Content: (please note that content portions of a review may contain spoilers):
After the three part arc that gave us a lot of action for Diana, Sensation Comics goes in a very different direction here. Giving us a story where she’s really not part of it, but a part of the fabric of it, is an interesting approach and not exactly uncommon as these kinds of stories have been done many times over the years across publishers. Part of the appeal of Sensation Comics is definitely giving us stories that aren’t done in the main book itself and often can’t be done, and to do things that are self contained and really accessible. In a way, I can see this being shared quite easily with a lot of people and being inspiration and welcome to read. But for me, where I do try to get away from the real world within many of my comic book stories, the issue really left me not wanting to revisit it.
The book follows the story of Lieutenant Angel Santiago, who has been brought to one of the forward operating bases in Afghanistan. She’s there as part of a program to get involved with the locals and a story that’s being covered on it that focuses on the Female Engagement Team, as men aren’t able to go to the places women go in a lot of these areas and it’s important to be able to reach them. While Santiago wasn’t chosen for any specific reason beyond being a woman, she’s able to bring the right sense of things as she interacts with the women and kids there to get a handle on their lives and understand it.
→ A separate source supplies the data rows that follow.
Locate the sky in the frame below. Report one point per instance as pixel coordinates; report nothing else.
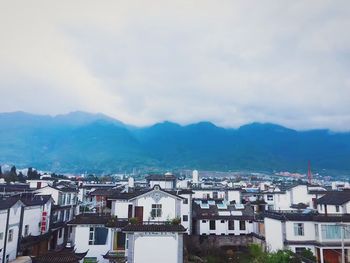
(142, 62)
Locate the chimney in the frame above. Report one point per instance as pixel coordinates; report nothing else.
(131, 182)
(195, 177)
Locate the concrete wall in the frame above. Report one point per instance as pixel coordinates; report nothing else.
(81, 242)
(273, 234)
(309, 231)
(14, 224)
(169, 207)
(221, 227)
(157, 247)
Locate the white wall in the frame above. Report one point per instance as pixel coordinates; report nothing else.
(169, 209)
(120, 208)
(234, 195)
(186, 209)
(3, 218)
(162, 184)
(14, 224)
(309, 231)
(162, 247)
(81, 242)
(221, 227)
(273, 234)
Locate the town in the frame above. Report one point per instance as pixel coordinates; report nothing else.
(165, 218)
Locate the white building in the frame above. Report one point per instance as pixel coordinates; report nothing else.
(167, 181)
(220, 218)
(64, 210)
(10, 218)
(320, 231)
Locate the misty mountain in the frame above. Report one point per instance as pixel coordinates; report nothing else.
(80, 142)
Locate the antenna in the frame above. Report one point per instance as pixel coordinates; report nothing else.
(309, 174)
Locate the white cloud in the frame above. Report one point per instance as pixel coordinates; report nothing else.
(230, 62)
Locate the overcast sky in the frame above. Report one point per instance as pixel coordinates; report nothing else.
(229, 62)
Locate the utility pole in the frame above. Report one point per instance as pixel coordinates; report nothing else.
(342, 242)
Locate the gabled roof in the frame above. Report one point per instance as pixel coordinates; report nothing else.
(95, 219)
(104, 192)
(335, 198)
(159, 177)
(153, 228)
(61, 188)
(62, 256)
(157, 188)
(8, 202)
(34, 200)
(139, 193)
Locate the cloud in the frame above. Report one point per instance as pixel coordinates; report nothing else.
(230, 62)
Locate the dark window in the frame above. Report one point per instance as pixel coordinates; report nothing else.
(212, 225)
(231, 225)
(298, 229)
(241, 225)
(156, 210)
(299, 250)
(98, 235)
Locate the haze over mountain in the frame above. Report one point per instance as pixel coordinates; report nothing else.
(79, 142)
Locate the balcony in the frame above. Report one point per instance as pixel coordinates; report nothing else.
(117, 256)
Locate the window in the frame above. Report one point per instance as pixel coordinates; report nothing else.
(242, 225)
(231, 225)
(26, 230)
(10, 235)
(212, 225)
(300, 250)
(156, 210)
(98, 235)
(298, 229)
(67, 214)
(90, 260)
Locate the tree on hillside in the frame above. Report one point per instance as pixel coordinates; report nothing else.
(33, 174)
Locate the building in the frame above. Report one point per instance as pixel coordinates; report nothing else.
(11, 216)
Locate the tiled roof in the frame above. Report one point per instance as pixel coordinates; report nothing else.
(104, 192)
(311, 217)
(335, 198)
(7, 202)
(5, 188)
(213, 212)
(64, 256)
(159, 177)
(95, 219)
(153, 228)
(33, 200)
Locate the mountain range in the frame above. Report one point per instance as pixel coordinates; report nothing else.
(79, 142)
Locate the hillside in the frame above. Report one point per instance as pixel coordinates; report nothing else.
(79, 142)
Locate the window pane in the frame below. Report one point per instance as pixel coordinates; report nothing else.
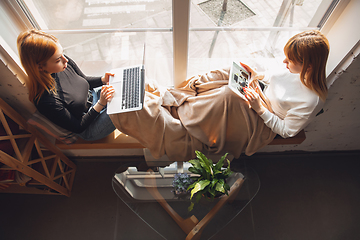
(249, 38)
(250, 13)
(97, 53)
(88, 14)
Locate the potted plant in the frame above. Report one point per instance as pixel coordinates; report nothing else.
(211, 181)
(181, 182)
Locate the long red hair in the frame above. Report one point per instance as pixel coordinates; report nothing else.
(311, 49)
(35, 49)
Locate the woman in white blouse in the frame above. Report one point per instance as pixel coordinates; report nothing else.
(297, 95)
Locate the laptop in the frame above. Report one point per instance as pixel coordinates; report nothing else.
(238, 79)
(129, 85)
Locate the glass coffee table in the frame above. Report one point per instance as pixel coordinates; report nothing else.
(149, 194)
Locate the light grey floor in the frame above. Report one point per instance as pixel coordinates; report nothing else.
(302, 196)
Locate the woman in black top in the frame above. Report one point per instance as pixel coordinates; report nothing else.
(60, 91)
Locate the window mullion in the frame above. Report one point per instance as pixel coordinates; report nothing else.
(181, 20)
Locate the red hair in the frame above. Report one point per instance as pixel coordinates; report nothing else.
(35, 49)
(311, 49)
We get some decent cultural exploration going on here and some amusing moments as well because Santiago prefers her helmet over everything. She also has a particular affection for a Wonder Woman charm that she has from her niece, which provides a nice tie into things.
When things go south during their travel at one point, it turns into a pretty decent action segment that has everyone performing well and Santiago going above and beyond, but the arrival of Wonder Woman changes the dynamic in their favor. This is one of those areas where things get complicated and you start dislike the crossing over of things like this into the real world because that’s such a dirty and awful situation all around. Amy Chu does bring us a “twist” to it that works well enough, and serves as a decent bit of inspiration as we see that Diana wasn’t really there and Santiago imagined it, because this is a world where superheroes are in the comics and real heroes are in the real world. It has a solid message to it, there’s no denying that, but it’s a story that straddles the propaganda line in some ways.
Sensation Comics provides a good look at how superheroes can inspire people in their lives as we follow Santiago on her mission in Afghanistan. While the book initially gives you the belief that we’re dealing with events within the world of superheroes, it instead plays it in the real world sense with those we know and are familiar with being what they really are, just comic books. But the power of the form is compelling here in what it can allow people to do and to imagine that they’re doing in order to cope with stressful situations. There’s some good things here in exploring the culture of both the area and the military, but it’s also an area that I’ll easily admit that I wasn’t looking for within my comics. I get plenty of that elsewhere, but I can see the importance and usefulness of it all. It’s simply not for me.